En ese sentido, desde el círculo del futbolista aseguran que el Xeneize nunca fue una opción: más allá de que no tiene un mal recuerdo de su etapa formativa en el que a partir de ahora será su clásico rival, el rubio prefirió esperar a River. Por los modos de negociación (el CABJ nunca le hizo saber su interés al jugador y presionó mediáticamente desde su acuerdo con Inter hasta que Riquelme llamó al propio Colidio), por las perspectivas para relanzar su carrera con mejores posibilidades de reventa y especialmente por el proyecto deportivo de un River donde, imagina, podrá destacarse insertándose en un equipo que tiene claro a lo que juega. Por todo eso, el delantero agradeció pero desestimó el llamado de Román y la posibilidad de volver al club que lo vendió en cerca de u$s 8.000.000 cuando apenas hacía sus primeras armas en Reserva.
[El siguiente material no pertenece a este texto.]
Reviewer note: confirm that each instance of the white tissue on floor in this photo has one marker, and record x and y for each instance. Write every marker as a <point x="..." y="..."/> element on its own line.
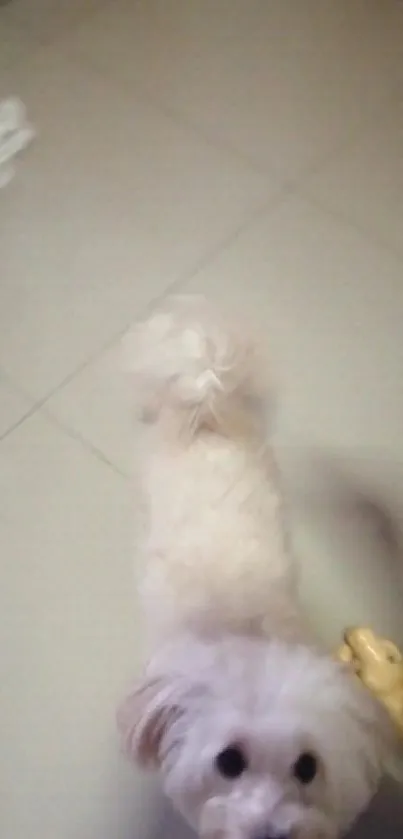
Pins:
<point x="15" y="134"/>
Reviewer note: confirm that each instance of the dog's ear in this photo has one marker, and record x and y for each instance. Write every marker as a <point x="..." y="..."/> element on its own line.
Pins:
<point x="146" y="715"/>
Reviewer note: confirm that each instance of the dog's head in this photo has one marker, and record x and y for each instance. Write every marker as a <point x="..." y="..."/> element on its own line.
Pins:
<point x="257" y="740"/>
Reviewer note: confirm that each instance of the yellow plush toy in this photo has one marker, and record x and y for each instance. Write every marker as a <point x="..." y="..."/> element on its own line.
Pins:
<point x="378" y="663"/>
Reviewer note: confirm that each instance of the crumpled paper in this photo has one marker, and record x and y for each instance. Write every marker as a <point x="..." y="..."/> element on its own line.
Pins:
<point x="15" y="134"/>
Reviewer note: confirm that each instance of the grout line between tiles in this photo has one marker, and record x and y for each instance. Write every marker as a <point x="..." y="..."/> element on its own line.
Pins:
<point x="343" y="218"/>
<point x="270" y="205"/>
<point x="147" y="97"/>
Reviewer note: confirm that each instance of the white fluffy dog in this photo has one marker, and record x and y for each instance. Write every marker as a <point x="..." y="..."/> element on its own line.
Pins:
<point x="256" y="734"/>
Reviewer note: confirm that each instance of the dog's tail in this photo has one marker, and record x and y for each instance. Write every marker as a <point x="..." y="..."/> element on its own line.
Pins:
<point x="194" y="369"/>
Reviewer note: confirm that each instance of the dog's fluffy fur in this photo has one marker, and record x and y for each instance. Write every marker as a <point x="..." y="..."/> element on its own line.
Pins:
<point x="231" y="663"/>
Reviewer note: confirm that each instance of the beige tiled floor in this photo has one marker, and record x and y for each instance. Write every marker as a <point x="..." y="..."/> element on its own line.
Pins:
<point x="249" y="149"/>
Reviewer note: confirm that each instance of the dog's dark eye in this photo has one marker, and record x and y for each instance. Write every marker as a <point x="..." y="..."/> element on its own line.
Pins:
<point x="305" y="768"/>
<point x="231" y="762"/>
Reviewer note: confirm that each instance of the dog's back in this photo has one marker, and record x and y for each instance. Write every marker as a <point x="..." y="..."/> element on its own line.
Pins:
<point x="215" y="551"/>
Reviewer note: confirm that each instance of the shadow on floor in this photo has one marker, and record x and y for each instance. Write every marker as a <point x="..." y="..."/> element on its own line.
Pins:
<point x="383" y="819"/>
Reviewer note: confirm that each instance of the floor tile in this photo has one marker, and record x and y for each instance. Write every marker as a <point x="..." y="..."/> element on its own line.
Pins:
<point x="283" y="83"/>
<point x="14" y="46"/>
<point x="331" y="305"/>
<point x="47" y="19"/>
<point x="98" y="406"/>
<point x="68" y="641"/>
<point x="13" y="405"/>
<point x="365" y="184"/>
<point x="111" y="204"/>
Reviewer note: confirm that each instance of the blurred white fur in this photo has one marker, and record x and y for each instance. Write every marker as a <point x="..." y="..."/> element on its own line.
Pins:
<point x="231" y="663"/>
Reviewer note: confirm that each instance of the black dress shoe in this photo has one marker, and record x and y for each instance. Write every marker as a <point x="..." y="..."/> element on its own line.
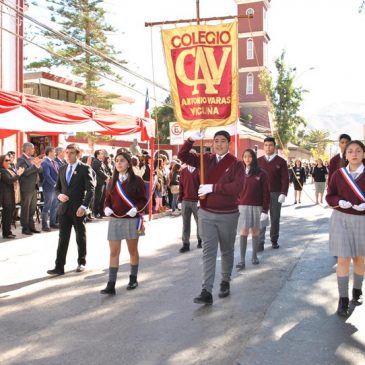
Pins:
<point x="185" y="248"/>
<point x="224" y="289"/>
<point x="132" y="282"/>
<point x="356" y="297"/>
<point x="109" y="289"/>
<point x="274" y="245"/>
<point x="56" y="271"/>
<point x="343" y="307"/>
<point x="204" y="298"/>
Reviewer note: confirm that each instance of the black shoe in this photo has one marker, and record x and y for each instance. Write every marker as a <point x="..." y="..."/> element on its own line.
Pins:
<point x="56" y="271"/>
<point x="27" y="231"/>
<point x="204" y="298"/>
<point x="343" y="307"/>
<point x="132" y="282"/>
<point x="185" y="248"/>
<point x="109" y="289"/>
<point x="356" y="297"/>
<point x="241" y="266"/>
<point x="224" y="290"/>
<point x="274" y="245"/>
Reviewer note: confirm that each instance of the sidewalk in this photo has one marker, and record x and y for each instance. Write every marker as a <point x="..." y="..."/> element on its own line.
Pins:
<point x="282" y="311"/>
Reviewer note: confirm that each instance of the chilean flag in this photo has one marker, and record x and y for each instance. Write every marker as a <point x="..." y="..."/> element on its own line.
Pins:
<point x="147" y="106"/>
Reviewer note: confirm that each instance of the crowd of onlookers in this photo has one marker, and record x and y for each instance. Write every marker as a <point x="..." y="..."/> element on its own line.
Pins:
<point x="27" y="185"/>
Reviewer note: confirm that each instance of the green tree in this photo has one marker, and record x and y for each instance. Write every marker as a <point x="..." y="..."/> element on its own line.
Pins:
<point x="83" y="21"/>
<point x="163" y="116"/>
<point x="285" y="100"/>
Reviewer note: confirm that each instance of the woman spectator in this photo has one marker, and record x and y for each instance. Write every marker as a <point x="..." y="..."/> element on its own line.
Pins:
<point x="125" y="199"/>
<point x="253" y="205"/>
<point x="319" y="175"/>
<point x="298" y="180"/>
<point x="346" y="194"/>
<point x="174" y="179"/>
<point x="9" y="193"/>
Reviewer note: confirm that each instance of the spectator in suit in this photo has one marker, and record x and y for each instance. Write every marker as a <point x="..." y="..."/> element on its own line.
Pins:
<point x="50" y="174"/>
<point x="74" y="189"/>
<point x="60" y="156"/>
<point x="102" y="178"/>
<point x="28" y="187"/>
<point x="9" y="192"/>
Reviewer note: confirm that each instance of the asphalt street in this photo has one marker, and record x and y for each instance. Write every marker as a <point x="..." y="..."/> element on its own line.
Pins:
<point x="282" y="311"/>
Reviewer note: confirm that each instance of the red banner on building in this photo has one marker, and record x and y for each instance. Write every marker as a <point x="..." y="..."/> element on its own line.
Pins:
<point x="202" y="67"/>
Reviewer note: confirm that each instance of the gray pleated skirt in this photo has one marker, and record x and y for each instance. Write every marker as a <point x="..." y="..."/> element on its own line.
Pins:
<point x="320" y="186"/>
<point x="347" y="232"/>
<point x="249" y="216"/>
<point x="123" y="229"/>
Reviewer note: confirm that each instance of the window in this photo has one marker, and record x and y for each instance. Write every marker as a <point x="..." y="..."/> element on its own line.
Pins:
<point x="249" y="49"/>
<point x="249" y="84"/>
<point x="250" y="11"/>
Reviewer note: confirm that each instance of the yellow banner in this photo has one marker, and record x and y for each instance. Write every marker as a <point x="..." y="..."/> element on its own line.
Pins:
<point x="202" y="66"/>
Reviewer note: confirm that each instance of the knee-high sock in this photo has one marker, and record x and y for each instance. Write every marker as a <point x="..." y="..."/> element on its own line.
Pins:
<point x="113" y="271"/>
<point x="134" y="270"/>
<point x="255" y="246"/>
<point x="358" y="279"/>
<point x="243" y="247"/>
<point x="343" y="286"/>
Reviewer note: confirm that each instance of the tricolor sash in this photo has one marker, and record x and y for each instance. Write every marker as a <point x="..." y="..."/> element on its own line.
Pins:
<point x="352" y="184"/>
<point x="122" y="194"/>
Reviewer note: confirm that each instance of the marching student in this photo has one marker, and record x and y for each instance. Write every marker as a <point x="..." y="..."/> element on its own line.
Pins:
<point x="218" y="212"/>
<point x="125" y="198"/>
<point x="338" y="161"/>
<point x="346" y="194"/>
<point x="253" y="205"/>
<point x="277" y="171"/>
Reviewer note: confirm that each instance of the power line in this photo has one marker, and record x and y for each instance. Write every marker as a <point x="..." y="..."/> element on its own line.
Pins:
<point x="83" y="46"/>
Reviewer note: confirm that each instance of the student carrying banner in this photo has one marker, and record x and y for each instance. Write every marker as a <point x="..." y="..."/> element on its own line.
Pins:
<point x="218" y="212"/>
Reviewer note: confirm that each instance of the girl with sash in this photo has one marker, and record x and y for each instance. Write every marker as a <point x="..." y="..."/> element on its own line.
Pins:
<point x="124" y="203"/>
<point x="253" y="205"/>
<point x="347" y="224"/>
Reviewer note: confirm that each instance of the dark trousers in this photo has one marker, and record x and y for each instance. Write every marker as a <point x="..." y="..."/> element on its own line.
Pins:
<point x="66" y="222"/>
<point x="7" y="218"/>
<point x="99" y="198"/>
<point x="28" y="206"/>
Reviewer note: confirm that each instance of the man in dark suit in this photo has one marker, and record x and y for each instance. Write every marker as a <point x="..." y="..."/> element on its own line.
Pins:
<point x="50" y="174"/>
<point x="101" y="179"/>
<point x="74" y="190"/>
<point x="28" y="187"/>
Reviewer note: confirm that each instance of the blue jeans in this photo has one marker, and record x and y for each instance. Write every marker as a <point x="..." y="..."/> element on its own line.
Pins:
<point x="49" y="207"/>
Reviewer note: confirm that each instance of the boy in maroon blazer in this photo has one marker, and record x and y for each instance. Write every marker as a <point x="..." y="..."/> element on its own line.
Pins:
<point x="218" y="212"/>
<point x="277" y="171"/>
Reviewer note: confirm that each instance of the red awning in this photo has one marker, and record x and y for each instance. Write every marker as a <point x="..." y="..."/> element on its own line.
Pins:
<point x="28" y="113"/>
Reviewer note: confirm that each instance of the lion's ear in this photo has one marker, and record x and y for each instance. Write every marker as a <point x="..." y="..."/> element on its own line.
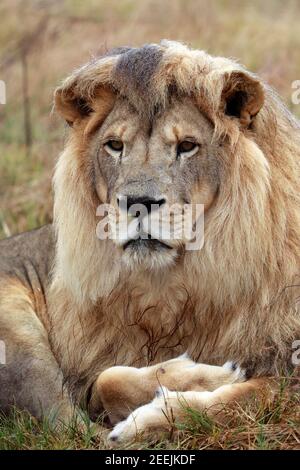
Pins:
<point x="73" y="108"/>
<point x="70" y="106"/>
<point x="242" y="97"/>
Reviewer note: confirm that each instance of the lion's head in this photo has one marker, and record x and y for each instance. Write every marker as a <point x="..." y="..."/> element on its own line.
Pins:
<point x="165" y="125"/>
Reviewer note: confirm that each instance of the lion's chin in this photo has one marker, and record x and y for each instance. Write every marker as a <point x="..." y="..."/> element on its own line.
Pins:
<point x="148" y="254"/>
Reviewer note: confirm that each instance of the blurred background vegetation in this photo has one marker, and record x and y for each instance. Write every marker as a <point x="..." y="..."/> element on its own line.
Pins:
<point x="41" y="41"/>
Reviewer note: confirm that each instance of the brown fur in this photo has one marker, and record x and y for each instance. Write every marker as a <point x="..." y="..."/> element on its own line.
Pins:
<point x="234" y="299"/>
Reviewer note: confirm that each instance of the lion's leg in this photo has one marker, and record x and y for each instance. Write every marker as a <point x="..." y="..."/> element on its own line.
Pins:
<point x="30" y="377"/>
<point x="169" y="407"/>
<point x="121" y="390"/>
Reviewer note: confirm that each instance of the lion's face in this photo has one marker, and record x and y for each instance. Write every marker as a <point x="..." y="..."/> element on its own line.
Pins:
<point x="163" y="164"/>
<point x="159" y="125"/>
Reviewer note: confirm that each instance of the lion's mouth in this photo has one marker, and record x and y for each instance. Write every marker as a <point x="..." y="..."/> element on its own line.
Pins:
<point x="152" y="244"/>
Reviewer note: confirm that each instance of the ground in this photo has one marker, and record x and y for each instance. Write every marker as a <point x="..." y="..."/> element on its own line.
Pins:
<point x="53" y="38"/>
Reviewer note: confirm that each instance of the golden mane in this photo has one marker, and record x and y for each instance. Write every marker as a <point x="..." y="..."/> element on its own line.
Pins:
<point x="245" y="277"/>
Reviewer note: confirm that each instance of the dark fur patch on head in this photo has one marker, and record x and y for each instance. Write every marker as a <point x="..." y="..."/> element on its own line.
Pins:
<point x="133" y="75"/>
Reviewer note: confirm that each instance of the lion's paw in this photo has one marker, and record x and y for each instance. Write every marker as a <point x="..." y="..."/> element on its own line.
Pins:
<point x="236" y="372"/>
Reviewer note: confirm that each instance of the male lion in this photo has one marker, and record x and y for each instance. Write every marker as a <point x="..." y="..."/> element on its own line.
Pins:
<point x="160" y="124"/>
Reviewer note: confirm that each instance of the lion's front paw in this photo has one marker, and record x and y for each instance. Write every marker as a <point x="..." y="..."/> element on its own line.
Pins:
<point x="158" y="416"/>
<point x="236" y="373"/>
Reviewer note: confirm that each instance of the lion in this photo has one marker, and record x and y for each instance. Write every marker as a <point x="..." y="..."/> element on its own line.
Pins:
<point x="100" y="324"/>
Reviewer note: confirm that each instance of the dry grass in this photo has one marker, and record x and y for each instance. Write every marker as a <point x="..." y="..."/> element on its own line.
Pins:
<point x="262" y="35"/>
<point x="261" y="425"/>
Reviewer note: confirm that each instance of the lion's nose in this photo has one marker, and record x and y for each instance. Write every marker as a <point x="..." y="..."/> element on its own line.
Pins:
<point x="151" y="204"/>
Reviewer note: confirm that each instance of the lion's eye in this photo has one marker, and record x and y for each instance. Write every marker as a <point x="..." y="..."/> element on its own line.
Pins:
<point x="115" y="145"/>
<point x="186" y="146"/>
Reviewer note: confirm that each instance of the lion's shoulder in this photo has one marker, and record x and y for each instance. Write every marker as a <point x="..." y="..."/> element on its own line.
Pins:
<point x="28" y="250"/>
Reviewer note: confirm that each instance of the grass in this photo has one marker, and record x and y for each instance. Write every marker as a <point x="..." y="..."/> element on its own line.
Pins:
<point x="262" y="35"/>
<point x="260" y="425"/>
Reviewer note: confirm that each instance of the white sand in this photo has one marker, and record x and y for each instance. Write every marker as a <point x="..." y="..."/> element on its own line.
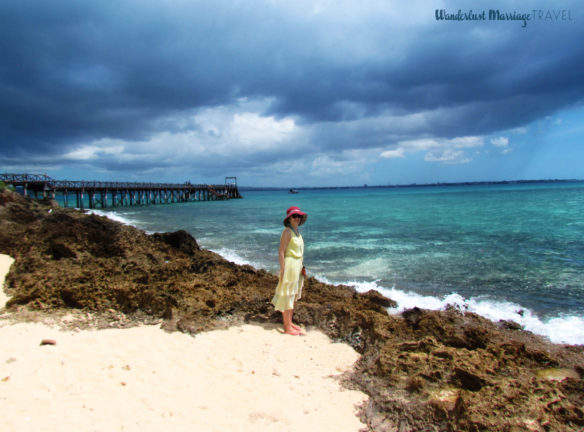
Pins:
<point x="144" y="379"/>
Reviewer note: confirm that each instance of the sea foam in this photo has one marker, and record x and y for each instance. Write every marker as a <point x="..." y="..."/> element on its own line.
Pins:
<point x="567" y="329"/>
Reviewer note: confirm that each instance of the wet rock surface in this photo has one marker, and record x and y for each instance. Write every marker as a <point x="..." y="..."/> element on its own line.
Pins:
<point x="424" y="370"/>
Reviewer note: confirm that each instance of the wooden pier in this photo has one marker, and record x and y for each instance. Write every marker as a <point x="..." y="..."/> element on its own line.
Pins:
<point x="95" y="194"/>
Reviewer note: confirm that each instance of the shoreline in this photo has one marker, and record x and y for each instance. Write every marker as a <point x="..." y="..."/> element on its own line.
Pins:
<point x="422" y="369"/>
<point x="143" y="378"/>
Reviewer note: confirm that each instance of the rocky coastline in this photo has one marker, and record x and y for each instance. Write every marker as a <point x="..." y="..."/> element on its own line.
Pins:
<point x="423" y="370"/>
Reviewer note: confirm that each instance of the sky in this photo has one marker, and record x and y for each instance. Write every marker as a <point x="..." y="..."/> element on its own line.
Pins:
<point x="292" y="93"/>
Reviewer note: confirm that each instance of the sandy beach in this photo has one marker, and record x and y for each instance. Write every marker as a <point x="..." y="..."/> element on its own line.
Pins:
<point x="248" y="377"/>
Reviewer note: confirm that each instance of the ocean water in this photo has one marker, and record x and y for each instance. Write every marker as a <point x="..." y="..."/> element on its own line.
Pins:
<point x="513" y="252"/>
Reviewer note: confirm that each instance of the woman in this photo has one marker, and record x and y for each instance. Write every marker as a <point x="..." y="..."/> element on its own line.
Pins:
<point x="292" y="272"/>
Y ahora, claro, a Colidio se le abre otro panorama. Entrenándose con un profe en Buenos Aires después de algunos días en Rafaela (donde fue reconocido por Atlético, su club de origen incluso antes de llegar a Boca), Colidio sabía que de un momento a otro podía recibir el llamado con la confirmación de su venta, que finalmente llegó. A partir de allí, en las próximas horas le reservarán turno en la clínica Rossi para realizarse una revisión médica que aún no se hizo y firmar un contrato cuya cláusula de rescisión se fijará en 25 millones de euros que ascienden a 30 M en los últimos diez días de cada mercado de pases argentino.
Después, sólo quedará conocer a sus nuevos compañeros y ponerse a las órdenes de un Demichelis que lo piensa como una pieza clave para una Copa Libertadores que está a la vuelta de la esquina: al DT no sólo le gusta su técnica y su perfil humano, sino también la funcionalidad que puede aportar un futbolista que jugó de nueve clásico, de segunda punta, de extremo y hasta de interior en su breve paso por el fútbol belga. Con un Matías Suárez que hace rato no da demasiadas garantías físicas, las de Colidio eran características que el cuerpo técnico consideraba necesarias para reforzar al campeón.